Just as importantly, kinship networks exist outside of the family. In discussing black women’s kinship bonds, one must also discuss the prominence of queer kinship and black lesbian relationships. Countless black women writers and scholars such as Alice Walker, Barbara Smith, Audre Lorde, and June Jordan remind folks that queer kinship and queer relationships are important means of resistance and survival. Womanism as developed by Alice Walker, for instance, foregrounds the importance of black women loving one another, both romantically, sexually, and non-romantically. These relationships, platonic or not, allow women to bond together and provide an invaluable form of support that is so often stolen from black women.

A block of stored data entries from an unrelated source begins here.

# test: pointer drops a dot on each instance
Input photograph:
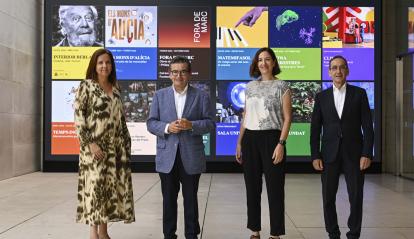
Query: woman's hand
(278, 154)
(238, 154)
(96, 151)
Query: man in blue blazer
(179, 116)
(341, 116)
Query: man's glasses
(77, 18)
(341, 68)
(176, 73)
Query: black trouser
(257, 150)
(170, 186)
(354, 178)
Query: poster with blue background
(295, 27)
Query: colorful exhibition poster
(226, 138)
(63, 98)
(184, 27)
(135, 63)
(199, 58)
(234, 63)
(63, 135)
(238, 28)
(348, 27)
(299, 63)
(64, 140)
(142, 141)
(77, 26)
(298, 140)
(360, 62)
(131, 26)
(137, 98)
(71, 62)
(303, 99)
(411, 28)
(295, 27)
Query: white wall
(21, 86)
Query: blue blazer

Although countless queer black women have written against the homophobia that is so deeply entrenched in white-cis-heteropatriarchy, organizing together is just as important. The Combahee River Collective, founded in 1974, is a prime example of black lesbian feminists collecting together to build structures of resistance, activism, and kin. The Collectives Statement as written by Barbara Smith, Beverly Smith, and Demita Frazier, states, “We realize that the only people who care enough about us to work consistently for our liberation are us. Our politics evolve from a healthy love for ourselves, our sisters and our community which allows us to continue our struggle and work” (Combahee River Collective Statement). The very invocation of community and a healthy love “for ourselves, our sisters and our community” is the language of kinship. Although this does not mean that all black women and all black queer women are kin, the very potential for radical change and resistance is in building kin-like networks

Just like self-naming, forming alternative kinship networks is a critical means of resistance and a black feminist practice. As Barbara Smith writes in the introduction to Home Girl: A Black Feminist Anthology “Unlike any other movement, Black feminism provides the theory that clarifies the nature of Black women’s experience, makes possible support from other Black women, and encourages political action that will change the very system that has put us down”. Underlying this work and the further development of black women’s standpoint is kinship. Whether it be through black mothering or queer relationships and communities, networks of connection, support and care allow black women to define themselves outside of the white hegemonic gaze. Alternative kinship networks allow black women to survive.